The monoclonal antibodies used in the test must clearly distinguish these proteins of M tuberculosis and M bovis from other mycobacteria and environmental and avian bacteria that will have versions of these though perhaps not identical. I would guess the sequencing of the DNA of the different mycobacteria species, together with experimental work evaluating different mycobacteria species will answer this question of specificity. The monoclonal antibodies would be chosen for their specificity. Perhaps a few more such proteins could be detected and the fact that several are individually recognised in a micro-array would confirm the positive result as a true positive. Such a test might be more specific and sensitive than present tests, such as the skin test or the gamma interferon test.
 
If it is licensed in the USA I do hope that we use it over here in the UK and do not have to wait for years for DEFRA to reinvent the wheel as we have to do for FMD virus RNA detection, when we refused to use the USA test over her. Also, in the case of PCR detection of M bovis to be both specific and detect viable bacteria DEFRA has insisted on starting again and not using the test developed by Professor Wellington at Warwick University.

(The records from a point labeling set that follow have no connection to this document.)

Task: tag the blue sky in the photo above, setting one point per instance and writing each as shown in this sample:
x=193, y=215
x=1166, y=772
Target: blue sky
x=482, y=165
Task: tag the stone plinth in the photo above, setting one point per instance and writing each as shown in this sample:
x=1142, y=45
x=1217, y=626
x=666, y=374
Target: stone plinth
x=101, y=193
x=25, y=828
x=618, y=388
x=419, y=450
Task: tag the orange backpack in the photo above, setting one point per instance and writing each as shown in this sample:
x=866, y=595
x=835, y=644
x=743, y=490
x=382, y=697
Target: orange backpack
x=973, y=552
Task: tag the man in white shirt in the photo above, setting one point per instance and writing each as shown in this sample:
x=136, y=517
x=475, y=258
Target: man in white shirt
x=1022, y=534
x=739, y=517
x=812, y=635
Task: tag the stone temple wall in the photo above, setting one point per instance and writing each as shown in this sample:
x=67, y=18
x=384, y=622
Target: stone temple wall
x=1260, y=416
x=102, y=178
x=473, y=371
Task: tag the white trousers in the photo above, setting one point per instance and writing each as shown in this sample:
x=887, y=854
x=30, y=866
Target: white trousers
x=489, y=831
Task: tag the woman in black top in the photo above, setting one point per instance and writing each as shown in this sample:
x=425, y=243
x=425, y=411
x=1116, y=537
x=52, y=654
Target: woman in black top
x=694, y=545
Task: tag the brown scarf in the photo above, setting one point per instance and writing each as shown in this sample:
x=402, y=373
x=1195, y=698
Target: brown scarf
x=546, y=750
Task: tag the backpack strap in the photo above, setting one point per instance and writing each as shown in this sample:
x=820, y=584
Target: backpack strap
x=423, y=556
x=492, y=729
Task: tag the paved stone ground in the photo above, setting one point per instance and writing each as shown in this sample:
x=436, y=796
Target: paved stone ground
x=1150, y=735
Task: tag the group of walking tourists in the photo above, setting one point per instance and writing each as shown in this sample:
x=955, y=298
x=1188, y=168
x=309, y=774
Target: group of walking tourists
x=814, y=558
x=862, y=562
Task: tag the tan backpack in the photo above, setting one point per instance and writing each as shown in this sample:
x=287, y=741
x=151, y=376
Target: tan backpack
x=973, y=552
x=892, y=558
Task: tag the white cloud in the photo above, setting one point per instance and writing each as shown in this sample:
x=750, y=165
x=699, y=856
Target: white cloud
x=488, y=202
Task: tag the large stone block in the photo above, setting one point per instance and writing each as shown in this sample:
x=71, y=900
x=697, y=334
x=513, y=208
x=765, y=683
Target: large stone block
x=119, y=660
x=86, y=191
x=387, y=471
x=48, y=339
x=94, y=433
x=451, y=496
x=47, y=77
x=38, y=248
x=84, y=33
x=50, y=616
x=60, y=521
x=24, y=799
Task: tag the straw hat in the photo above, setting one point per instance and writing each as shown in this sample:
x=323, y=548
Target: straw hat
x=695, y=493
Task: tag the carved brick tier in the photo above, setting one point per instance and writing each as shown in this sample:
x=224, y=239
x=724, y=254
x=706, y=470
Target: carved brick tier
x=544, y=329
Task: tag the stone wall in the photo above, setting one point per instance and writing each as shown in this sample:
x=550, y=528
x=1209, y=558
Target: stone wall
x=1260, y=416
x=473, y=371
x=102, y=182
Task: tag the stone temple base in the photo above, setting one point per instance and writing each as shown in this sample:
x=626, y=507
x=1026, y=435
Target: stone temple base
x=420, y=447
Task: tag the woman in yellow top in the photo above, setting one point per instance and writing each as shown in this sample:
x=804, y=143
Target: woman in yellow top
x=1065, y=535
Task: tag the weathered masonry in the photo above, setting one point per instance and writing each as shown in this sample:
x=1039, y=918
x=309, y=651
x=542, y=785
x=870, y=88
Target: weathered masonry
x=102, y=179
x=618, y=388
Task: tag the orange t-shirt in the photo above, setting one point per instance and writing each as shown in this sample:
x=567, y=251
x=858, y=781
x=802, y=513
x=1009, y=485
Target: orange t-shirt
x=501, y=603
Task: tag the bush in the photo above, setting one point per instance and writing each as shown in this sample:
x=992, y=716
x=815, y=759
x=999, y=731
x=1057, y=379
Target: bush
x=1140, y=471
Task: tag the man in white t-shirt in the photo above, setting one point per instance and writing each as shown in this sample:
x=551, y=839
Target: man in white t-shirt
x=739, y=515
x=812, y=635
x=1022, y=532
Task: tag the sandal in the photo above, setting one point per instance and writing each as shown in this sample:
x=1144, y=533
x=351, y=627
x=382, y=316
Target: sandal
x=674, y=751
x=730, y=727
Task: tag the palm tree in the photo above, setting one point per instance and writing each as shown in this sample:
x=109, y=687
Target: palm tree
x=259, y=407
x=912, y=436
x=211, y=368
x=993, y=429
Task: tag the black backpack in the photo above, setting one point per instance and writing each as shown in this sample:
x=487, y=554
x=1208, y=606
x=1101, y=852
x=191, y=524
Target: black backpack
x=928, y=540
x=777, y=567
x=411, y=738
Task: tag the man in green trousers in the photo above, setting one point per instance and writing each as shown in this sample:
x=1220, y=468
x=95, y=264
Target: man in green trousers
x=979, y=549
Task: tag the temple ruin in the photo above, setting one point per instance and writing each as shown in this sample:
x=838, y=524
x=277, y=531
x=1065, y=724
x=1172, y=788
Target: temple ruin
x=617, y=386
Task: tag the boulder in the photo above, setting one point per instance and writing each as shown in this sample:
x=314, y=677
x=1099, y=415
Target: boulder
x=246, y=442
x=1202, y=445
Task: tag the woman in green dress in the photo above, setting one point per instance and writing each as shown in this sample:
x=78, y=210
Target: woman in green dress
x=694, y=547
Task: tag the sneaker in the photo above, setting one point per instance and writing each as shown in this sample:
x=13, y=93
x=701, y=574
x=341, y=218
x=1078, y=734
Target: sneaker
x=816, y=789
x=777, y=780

It is all to do with money patents and bureaucracy.
 
The other point to make about BCG is that it multiplies for a certain length of time, say about 3 months, but then as I understand, unless the person in severely immuno-compromised, it is controlled and does not remain latent, so it leaves an immune footprint but would not be expected to give rise to these antigens detected in the proposed test after that. However, if it is out as bait and one does not know when the animal was infected by eating the bait, or whether oral re-infection may take place, I am not sure how useful the test would be in the situation of the badger and freely available oral BCG bait. However, the BCG vaccine by injection will be ready for use in the badger several years before, if not actually now, so therefore injecting a trapped badger and micro-chipping it, is a present or imminent possibility if the badger tests negative for TB. Again knowing when cattle are vaccinated by injection could be adjusted to screening by this new test, ie more than 6 months after vaccination. It will be important to check the clearance of BCG in the vaccinated animal with the test for antigens, 85B and alpha-crystallin and any others used in the new test.